Dentsu Singapore and Green is the New Black, an aggregator of environmentally conscious brands, events and experiences have created a campaign that draws attention to the presence of microplastics in food.

The inspiration stems from a grim statistic: 90% of the world’s salt contains microplastics. Their impact on human lives and bodies is still being assessed.

In the meantime, the Plastic Salt campaign has been created to make people conscious of and avoid single-use plastic.

To do this, Dentsu Singapore used recycled plastic to 3-D print miniature objects such as straws, dining plates, six pack rings and more. These were then placed in salt grinders in eating establishments in Singapore to raise awareness.

In response to a query from Mumbrella, Dentsu said the salt shakers full of micro-plastics were installed in three restaurants across Singapore: Vegan Burg, Kitchen by Food Rebel and Hrvst, which incidentally has been closed since April 1.

According to the agency, there were no instances of patrons or distracted diners mistaking the micro-plastics for actual salt.
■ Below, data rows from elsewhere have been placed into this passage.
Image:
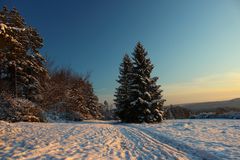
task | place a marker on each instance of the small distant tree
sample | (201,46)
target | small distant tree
(122,94)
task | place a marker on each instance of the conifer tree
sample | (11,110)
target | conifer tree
(122,99)
(22,64)
(145,94)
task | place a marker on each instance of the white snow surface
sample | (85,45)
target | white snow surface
(172,139)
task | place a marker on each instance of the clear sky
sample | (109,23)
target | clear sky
(194,44)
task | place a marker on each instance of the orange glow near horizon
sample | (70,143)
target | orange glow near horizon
(210,88)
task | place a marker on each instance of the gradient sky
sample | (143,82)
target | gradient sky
(194,45)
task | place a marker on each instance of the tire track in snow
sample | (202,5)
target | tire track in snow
(192,153)
(150,148)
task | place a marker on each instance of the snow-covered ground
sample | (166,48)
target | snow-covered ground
(172,139)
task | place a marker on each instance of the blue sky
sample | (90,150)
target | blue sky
(194,45)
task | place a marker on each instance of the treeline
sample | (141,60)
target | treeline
(28,92)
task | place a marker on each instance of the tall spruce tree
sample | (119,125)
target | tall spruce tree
(21,63)
(122,95)
(145,94)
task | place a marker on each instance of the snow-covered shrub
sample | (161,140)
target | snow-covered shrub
(17,109)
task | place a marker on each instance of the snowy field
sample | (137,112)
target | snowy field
(172,139)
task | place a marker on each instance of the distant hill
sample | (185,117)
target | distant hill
(233,104)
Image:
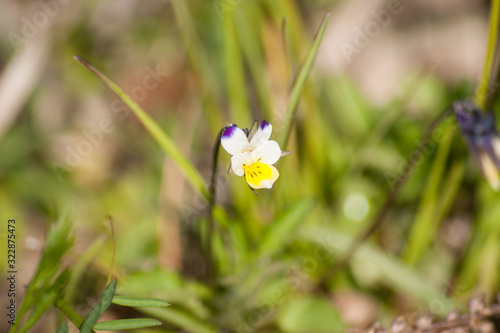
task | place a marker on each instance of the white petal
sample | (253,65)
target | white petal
(262,135)
(237,162)
(234,140)
(267,153)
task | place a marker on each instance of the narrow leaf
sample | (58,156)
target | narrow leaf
(91,319)
(136,301)
(281,229)
(299,83)
(63,328)
(126,324)
(154,129)
(107,296)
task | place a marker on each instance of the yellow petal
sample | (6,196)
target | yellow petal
(260,175)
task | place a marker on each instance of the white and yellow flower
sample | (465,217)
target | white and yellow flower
(253,158)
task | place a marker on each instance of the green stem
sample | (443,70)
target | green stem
(483,91)
(211,201)
(298,86)
(154,129)
(69,312)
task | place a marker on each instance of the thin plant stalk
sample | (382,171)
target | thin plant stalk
(192,175)
(70,313)
(211,202)
(484,90)
(298,85)
(391,199)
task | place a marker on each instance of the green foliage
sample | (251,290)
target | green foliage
(126,324)
(139,302)
(47,284)
(236,62)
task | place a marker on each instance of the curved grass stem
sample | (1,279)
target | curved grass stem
(166,143)
(485,89)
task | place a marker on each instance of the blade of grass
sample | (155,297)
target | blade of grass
(205,78)
(235,77)
(138,301)
(425,224)
(298,85)
(484,89)
(107,296)
(179,319)
(126,324)
(281,229)
(192,175)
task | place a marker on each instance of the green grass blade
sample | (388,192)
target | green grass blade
(80,268)
(63,328)
(235,76)
(483,91)
(154,129)
(179,319)
(107,296)
(277,233)
(136,301)
(299,83)
(425,225)
(126,324)
(91,319)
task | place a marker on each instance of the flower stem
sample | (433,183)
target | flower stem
(485,90)
(211,202)
(69,312)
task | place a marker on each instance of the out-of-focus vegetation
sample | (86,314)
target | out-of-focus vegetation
(69,147)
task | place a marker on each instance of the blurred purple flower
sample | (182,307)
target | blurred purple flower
(481,135)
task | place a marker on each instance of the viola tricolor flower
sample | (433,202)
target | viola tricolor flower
(481,135)
(253,156)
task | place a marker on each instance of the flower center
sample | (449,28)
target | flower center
(256,172)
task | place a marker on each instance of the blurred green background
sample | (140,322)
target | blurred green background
(383,72)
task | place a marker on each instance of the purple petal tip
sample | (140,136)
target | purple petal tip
(228,132)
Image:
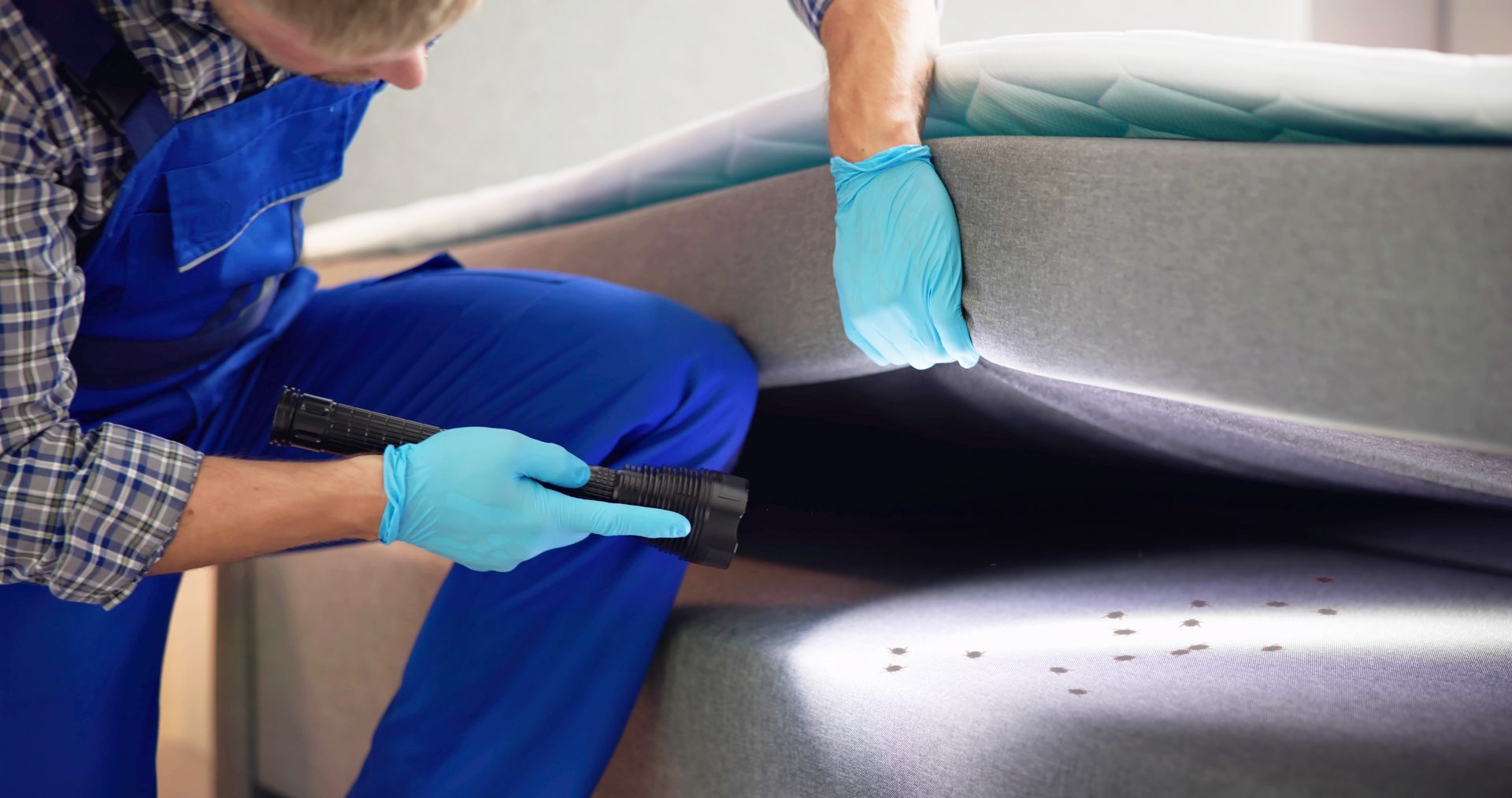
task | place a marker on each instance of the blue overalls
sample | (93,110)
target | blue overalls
(197,314)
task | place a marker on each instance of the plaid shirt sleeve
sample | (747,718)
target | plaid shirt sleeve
(85,514)
(813,13)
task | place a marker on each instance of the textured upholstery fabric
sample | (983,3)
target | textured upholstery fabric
(1403,691)
(1162,85)
(1314,312)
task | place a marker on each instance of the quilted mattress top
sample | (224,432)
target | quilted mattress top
(1132,85)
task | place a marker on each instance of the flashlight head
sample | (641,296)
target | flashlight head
(711,501)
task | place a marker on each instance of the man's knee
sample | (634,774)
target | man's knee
(708,352)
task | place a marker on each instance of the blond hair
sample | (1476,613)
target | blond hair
(365,28)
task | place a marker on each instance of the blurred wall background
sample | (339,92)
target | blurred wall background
(527,87)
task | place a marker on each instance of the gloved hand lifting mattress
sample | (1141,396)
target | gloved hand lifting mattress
(1321,312)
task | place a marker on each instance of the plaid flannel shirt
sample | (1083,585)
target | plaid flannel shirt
(90,513)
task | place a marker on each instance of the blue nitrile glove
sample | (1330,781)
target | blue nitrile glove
(897,260)
(473,495)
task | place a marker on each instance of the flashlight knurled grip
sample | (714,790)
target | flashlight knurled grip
(711,501)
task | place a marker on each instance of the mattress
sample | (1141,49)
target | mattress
(1125,85)
(1308,671)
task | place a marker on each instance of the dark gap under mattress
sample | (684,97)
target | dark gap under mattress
(892,477)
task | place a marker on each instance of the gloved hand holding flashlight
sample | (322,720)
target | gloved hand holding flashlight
(897,260)
(475,496)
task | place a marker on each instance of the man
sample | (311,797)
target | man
(158,151)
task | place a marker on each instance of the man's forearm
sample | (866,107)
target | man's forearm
(882,62)
(244,508)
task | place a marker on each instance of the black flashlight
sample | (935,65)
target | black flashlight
(711,501)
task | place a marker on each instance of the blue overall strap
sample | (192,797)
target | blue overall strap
(100,70)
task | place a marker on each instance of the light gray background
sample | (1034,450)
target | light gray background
(527,87)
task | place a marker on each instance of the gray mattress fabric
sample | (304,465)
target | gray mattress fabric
(1332,314)
(1266,671)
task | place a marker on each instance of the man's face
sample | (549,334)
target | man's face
(291,49)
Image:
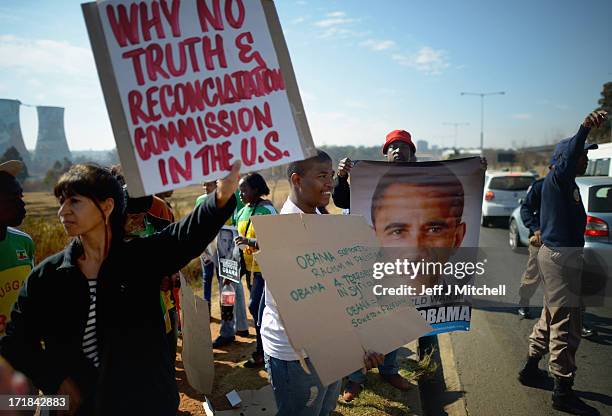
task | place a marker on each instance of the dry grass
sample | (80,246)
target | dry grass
(377,398)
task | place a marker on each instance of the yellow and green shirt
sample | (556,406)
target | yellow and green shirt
(16,262)
(245,228)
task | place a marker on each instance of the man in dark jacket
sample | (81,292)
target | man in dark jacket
(134,375)
(562,222)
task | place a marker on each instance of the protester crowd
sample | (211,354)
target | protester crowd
(100,318)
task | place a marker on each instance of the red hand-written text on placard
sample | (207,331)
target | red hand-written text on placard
(216,157)
(158,139)
(214,17)
(190,97)
(160,61)
(142,17)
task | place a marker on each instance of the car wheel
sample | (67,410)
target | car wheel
(484,221)
(513,236)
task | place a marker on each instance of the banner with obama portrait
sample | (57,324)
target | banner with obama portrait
(426,217)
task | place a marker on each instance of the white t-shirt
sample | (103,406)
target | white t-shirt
(273,336)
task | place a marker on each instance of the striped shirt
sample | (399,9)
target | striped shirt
(90,342)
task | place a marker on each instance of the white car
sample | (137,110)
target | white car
(501,195)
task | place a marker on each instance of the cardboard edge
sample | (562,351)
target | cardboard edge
(293,93)
(451,375)
(110,90)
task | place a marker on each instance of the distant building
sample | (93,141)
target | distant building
(10,130)
(51,144)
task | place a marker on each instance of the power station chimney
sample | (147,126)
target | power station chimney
(10,130)
(51,144)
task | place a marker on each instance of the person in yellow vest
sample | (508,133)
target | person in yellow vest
(16,247)
(253,188)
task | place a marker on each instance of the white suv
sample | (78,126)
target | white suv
(501,195)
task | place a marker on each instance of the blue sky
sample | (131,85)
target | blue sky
(363,67)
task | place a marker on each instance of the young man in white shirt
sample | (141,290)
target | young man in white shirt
(296,392)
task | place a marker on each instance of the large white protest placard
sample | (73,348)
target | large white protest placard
(193,85)
(318,269)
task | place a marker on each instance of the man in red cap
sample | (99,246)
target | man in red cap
(398,147)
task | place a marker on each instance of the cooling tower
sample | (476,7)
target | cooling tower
(10,130)
(51,144)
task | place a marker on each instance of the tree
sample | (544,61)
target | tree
(603,133)
(13,154)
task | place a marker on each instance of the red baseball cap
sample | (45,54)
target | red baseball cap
(398,136)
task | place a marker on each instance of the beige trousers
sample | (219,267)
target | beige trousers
(558,329)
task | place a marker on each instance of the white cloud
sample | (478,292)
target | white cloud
(44,56)
(428,60)
(307,96)
(378,45)
(335,19)
(356,104)
(338,32)
(522,116)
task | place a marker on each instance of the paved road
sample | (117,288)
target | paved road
(489,356)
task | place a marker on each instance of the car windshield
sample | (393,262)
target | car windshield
(600,198)
(511,183)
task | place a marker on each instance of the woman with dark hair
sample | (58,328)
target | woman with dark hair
(96,306)
(253,188)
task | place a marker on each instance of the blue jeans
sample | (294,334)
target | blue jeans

Asked about the reactions of patrons to  – perhaps unwittingly – being made part of an environmental awareness campaign, the agency said: “They were shocked at the fact that microplastics are in their salt.”

Speaking about the campaign, Green is the New Black cofounder Paula Miquelis said: “Plastic pollution is something that people appear to be very concerned about, but we see a huge disconnect with what they are saying and what they are doing.

“Each of us is playing a part. If everyone simply refused plastic in the first place, it would make a huge difference. Wherever possible, we need to help to raise awareness of these issues – we need to educate more people and fast.”

Green is the New Black founder Stephanie Dickson added: “Global plastic pollution has been a grave issue that is still trying to be solved.

“By 2050, it’s said that there will be more plastic in oceans than fish by weight. In the context of Singapore, research by a Final Straw and Cyan Project found that people go through 2.2 million straws a day, and that amount is enough to cover Singapore’s coastline twice over.

“The issue is that most people can’t relate this to their daily lives. ‘Plastic Salt’ is a simple but powerful idea that is showcasing just how bad the issue is and showing that it’s coming directly back to us – we are literally eating plastic every single day.”

Dentsu Aegis Network Asia Pacific partnership director and social impact lead Chloe Rees said: “Last year was the beginning of our sustainability journey regarding single use plastic in Singapore.

“While we don’t know what the future will hold, our actions today do have an effect on the years and decades to come. We want to continue inspiring local (and global) businesses to take #littlegreensteps to reducing their dependency on plastic. As testament to this, we have produced our first film, ‘Plastic Salt’, to raise awareness on microplastics both in Singapore and at a global scale on World Earth Day.”